Interview von Félix Braz im Forum

"Eine nuancierte Antwort”

Interview: Forum

Forum: Im Koalitions-Abkommen zwischen den Regierungsparteien von Dezember 2013 war ein Gesetz zur Burka nicht vorgesehen.

Félix Braz: Ein was? (schmunzelt)

Forum: Ein Gesetz zur Gesichtsverschleierung.

Félix Braz: Sie meinen ein Gesetz zum Vermummungsverbot.

Forum: Haben Sie sich in dieser Frage von Facebook und rtl.lu ein Gesetz aufzwingen lassen?

Félix Braz:  Haben Sie den Eindruck?

Forum: Ja.

Félix Braz:  (lacht) Nein. Ich arbeite mit Argumenten, nicht mit Druck.

Forum: Dass die Regierung hier mit einem Gesetzesvorschlag aktiv würde, kann kaum in Ihrem Sinne gewesen sein?

Félix Braz: In einem Koalitions-Abkommen steht nicht alles, was eine Regierung in fünf Jahren macht.

Forum: Aufgrund aktueller Diskussionen entsteht oftmals neuer Handlungsbedarf und deswegen die Frage.

Félix Braz: Ja. Vieles, wie gesagt, was eine Regierung unternimmt, steht nicht im Koalitions-Abkommen. Es entsteht durch Realitäten. Das können europäische oder nationale sein, auf die man dann reagieren muss. Die Diskussion um das Vermummungsverbot ist so ein Fall.

Forum: Diese Realitäten meinen wir, wenn wir von rtl.lu und Facebook sprechen. 

Félix Braz: Sie übersehen, dass die Diskussion schon unter der vorherigen Regierung angestoßen wurde. Ein Abgeordneter der ADR hatte Ende 2013 eine parlamentarische Frage gestellt — damals an François Biltgen, Jean-Marie Halsdorf und Mady Delvaux — ob man vor dem Hintergrund der Flüchtlingskrise auf das Phänomen der Vollverschleierung nicht legislativ reagieren müsse. Die drei Minister, zwei von der CSV und eine von der LSAP, waren in ihrer Antwort der Meinung, dass die auch heute noch gültige kommunale Reglementierung die besagte Situation bereits ausreichend abdecken würde.

Die jetzige Regierung bekam — da war sie schon eine Zeitlang im Amt und die Umstände hatten sich keineswegs verändert — die gleiche Frage gestellt, diesmal aber von Seiten der Oppositions-CSV. Als Argument, weswegen Handlungsbedarf vorläge, diente wieder die Flüchtlingskrise. Die zuständige Ministerin, Corinne Cahen (DP), wies darauf hin, dass in keinem einzigen Flüchtlingsheim, in keiner der Prozeduren eine einzige Person mit Gesichtsverschleierung aufgetreten wäre.

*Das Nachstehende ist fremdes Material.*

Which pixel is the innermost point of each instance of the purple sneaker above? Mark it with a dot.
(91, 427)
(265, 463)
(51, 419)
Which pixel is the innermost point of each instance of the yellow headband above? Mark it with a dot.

Insofern gibt es keine objektive Verbindung zwischen der sogenannten "Flüchtlingskrise" und einer zunehmenden Anzahl von Menschen, die ihr Gesicht völlig verschleiern. Und obwohl es also keine objektive Verbindung gibt, wurde die Frage trotzdem gestellt. Das hat, wie Sie ja wissen, eine rege Diskussion im Lande losgetreten, so dass ganz verschiedene Argumente im Rahmen dieser Debatte aufkamen — einige, die ich teile, und andere, die ich nicht teile.

Das Vermummungsverbot an sich — und das unterscheidet uns von anderen Ländern, in denen die Debatte geführt wurde —gibt es in Luxemburg schon seit über einem Jahrhundert. Wir haben also nicht darüber diskutiert, ob wir es einführen sollten — in Luxemburg Stadt besteht die entsprechende Regelung schon seit 1902 und darüber hinaus in praktisch der Hälfte aller Gemeinden in Luxemburg. In den anderen aber nicht. Ein eher geteiltes Luxemburg demnach.

Forum: In den kommunalen Regelungen ist also ein generelles Vermummungsverbot vorgesehen? 

Félix Braz: Ja, in 47 Gemeinden um genau zu sein. In über 60 Gemeinden besteht ein "règlement général de police" und in 47 von diesen ist ein Vermummungsverbot vorgesehen. In jenen Gemeinden, in denen es besteht — und das sind hauptsächlich die großen Gemeinden — wohnen über 72 % der Bevölkerung des Landes. Das bedeutet, dass unsere Ausgangssituation hier in Luxemburg nicht die Frage war, ob wir ein Vermummungsverbot einführen sollen oder nicht, sondern wie es ausgestaltet sein soll. Das Vermummungsverbot ist in den Gemeinden, die es kennen nicht in überall gleich gestaltet. Die meisten Gemeinden haben sich an Luxemburg-Stadt inspiriert, aber nicht komplett. Es gibt also Variationen und ganz unterschiedliche Situationen innerhalb der Gemeinden, und das ist der Ausgangspunkt. 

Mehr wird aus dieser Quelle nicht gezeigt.